Мослаков подскочил к ней, обхватил обеими руками, приподнял, закружил.

- А я, дурак, не верил, что ты приедешь, - признался он.

- Вот, привезла с собою целый гардероб, - она вновь дернула чемодан за шлевку. - Я ведь в Волгограде пробыла всего один день, а сюда приехала на месяц. На целый месяц… Взяла отпуск и приехала.

Взгляд Мослакова сделался восхищенным.

- Ирка! - прошептал он восторженно, прижался щекою к ее щеке, ощутил радостное волнение, возникшее в нем, - словно бы где-то что-то взорвалось, волна толкнулась ему в грудь, закупорила горло, выбила из глаз слезы: странная штука - человеческий организм, то положительную энергию вырабатывает, то отрицательную. Еще несколько минут назад Мослаков ежился от тоскливого холода, будто в лицо ему бил ледяной ветер, пронизывал его насквозь. От этого секущего холода Мослакову хотелось куда-нибудь спрятаться, заползти в нору, и вот уже "электростанция" начала выделять ликующий светлый жар.

Он поставил Иру на настил, подхватил рукой шлевку модного чемодана:

- Пошли!

- Куда поселишь меня?

- Есть два места. Первое - чистенькая комната со ставнями в старом купеческом доме у одной бабульки.

- А второе место?

- В жилом доме бригады. Нам выделили не то барак, не то тюрьму, не то собачью будку, не то скворечник… В общем, что-то такое, - Мослаков повертел рукою в воздухе, - непонятное. Там есть гостевая комната.

- Хочу в собачью будку!

Мослаков подбил пальцем несуществующие усы.

- Там у нас такое творится, такое!.. До сих пор от запаха конюшни не можем отделаться.

- Хочу в собачью будку!

- Ты это твердо решила?

- Хочу в собачью будку!

Удивительно, но Ире в "собачьей будке" понравилось - гостевая комната с маленькой газовой плитой и висящим над ней шкафчиком была уютной, в окошко всовывал свои ветки густой, богато обсыпанный цветами куст, очень похожий на жасминовый, только здорово выжаренный лютым здешним солнцем, были и крохотный душ, затемненная спаленка.

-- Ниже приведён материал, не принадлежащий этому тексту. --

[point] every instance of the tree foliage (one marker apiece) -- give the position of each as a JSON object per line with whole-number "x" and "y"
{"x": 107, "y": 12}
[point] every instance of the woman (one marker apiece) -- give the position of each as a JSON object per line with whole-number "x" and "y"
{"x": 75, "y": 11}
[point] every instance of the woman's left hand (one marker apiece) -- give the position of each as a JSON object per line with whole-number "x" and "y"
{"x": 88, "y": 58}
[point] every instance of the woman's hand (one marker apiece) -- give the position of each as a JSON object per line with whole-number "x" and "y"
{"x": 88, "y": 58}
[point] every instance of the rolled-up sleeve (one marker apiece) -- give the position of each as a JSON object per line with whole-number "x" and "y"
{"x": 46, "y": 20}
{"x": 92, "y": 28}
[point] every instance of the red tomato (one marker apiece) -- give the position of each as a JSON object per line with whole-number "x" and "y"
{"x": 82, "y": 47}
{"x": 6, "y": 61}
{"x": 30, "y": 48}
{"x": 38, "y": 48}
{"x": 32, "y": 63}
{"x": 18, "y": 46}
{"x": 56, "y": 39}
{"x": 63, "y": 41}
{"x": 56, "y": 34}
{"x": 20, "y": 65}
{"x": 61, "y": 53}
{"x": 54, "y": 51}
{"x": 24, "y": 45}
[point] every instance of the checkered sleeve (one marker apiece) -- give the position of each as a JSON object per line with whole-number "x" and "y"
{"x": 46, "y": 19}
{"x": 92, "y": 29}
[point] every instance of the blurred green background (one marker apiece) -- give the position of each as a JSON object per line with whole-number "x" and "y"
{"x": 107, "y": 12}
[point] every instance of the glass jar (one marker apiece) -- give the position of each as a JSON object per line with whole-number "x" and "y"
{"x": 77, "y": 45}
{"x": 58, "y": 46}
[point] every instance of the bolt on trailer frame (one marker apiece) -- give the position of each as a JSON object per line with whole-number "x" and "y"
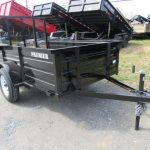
{"x": 64, "y": 66}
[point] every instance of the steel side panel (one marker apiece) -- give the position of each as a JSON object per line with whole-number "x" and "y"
{"x": 40, "y": 72}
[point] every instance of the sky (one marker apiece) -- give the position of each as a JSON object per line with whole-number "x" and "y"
{"x": 129, "y": 8}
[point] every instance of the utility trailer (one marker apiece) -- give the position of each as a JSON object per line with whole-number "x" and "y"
{"x": 65, "y": 67}
{"x": 102, "y": 16}
{"x": 99, "y": 17}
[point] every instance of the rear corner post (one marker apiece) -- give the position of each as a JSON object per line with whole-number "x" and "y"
{"x": 140, "y": 107}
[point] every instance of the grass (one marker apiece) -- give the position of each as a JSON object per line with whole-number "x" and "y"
{"x": 138, "y": 54}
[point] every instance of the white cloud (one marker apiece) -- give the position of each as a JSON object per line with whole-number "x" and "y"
{"x": 128, "y": 8}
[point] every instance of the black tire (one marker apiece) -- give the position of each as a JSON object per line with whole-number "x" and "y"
{"x": 13, "y": 91}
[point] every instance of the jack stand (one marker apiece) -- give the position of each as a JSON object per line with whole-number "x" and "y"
{"x": 140, "y": 108}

- Всю жизнь мечтала о таком жилье, - Ира с маху бросилась на старый скрипучий диван, полученный в подарок от горвоенкомата, подпрыгнула на нем, - мечтала, чтобы жасмин всовывался в окошко, и тишина была звездная, и воля была широкая, как степь…

- Все правильно, только жасмин этот - по-моему, не жасмин.

- Не будь букой, - предупредила Ира.

С Никитиным Мослаков столкнулся лоб в лоб вечером следующего дня. Никитин изменился: приобрел похожие на галифе брюки с ярким лейблом на заднем кармане и шелковую китайскую рубашку, расписанную драконами. На носу сидели крохотные темные очки, какие обычно носят слепые люди. А может, Никитин действительно выглядел модно и интеллигентно, только Мослаков, не простивший Никитину ухода из бригады, не воспринял его так?

Мослаков напрягся, изнутри его что-то обожгло, он почувствовал, как противно, мелко, нервно затряслись пальцы у него на руках, - думал, что при встрече с Пашей Никитиным он спокойно и презрительно, чеканя слова, выскажет все, что о нем думает, а получилось все иначе - Мослаков скис, внутри у него что-то противно захлюпало, и в результате оказалось, что ни "бэ" он сказать не может, ни "мэ".

Никитин же, словно бы не замечая обиженно заострившегося лица своего приятеля, широко раскинул руки в стороны, собираясь обнять Мослакова.

А у того в горле продолжала хлюпать какая-то гадость, мешала дышать, мешала говорить, единственное, что он сумел сделать, - резко, будто в боксе, нырнуть в сторону, горделиво выпрямиться и с деревянным, ничего не замечающим видом пройти мимо. Словно бы Никитина и не существовало. Нет такого человека, и все тут. И никогда не было.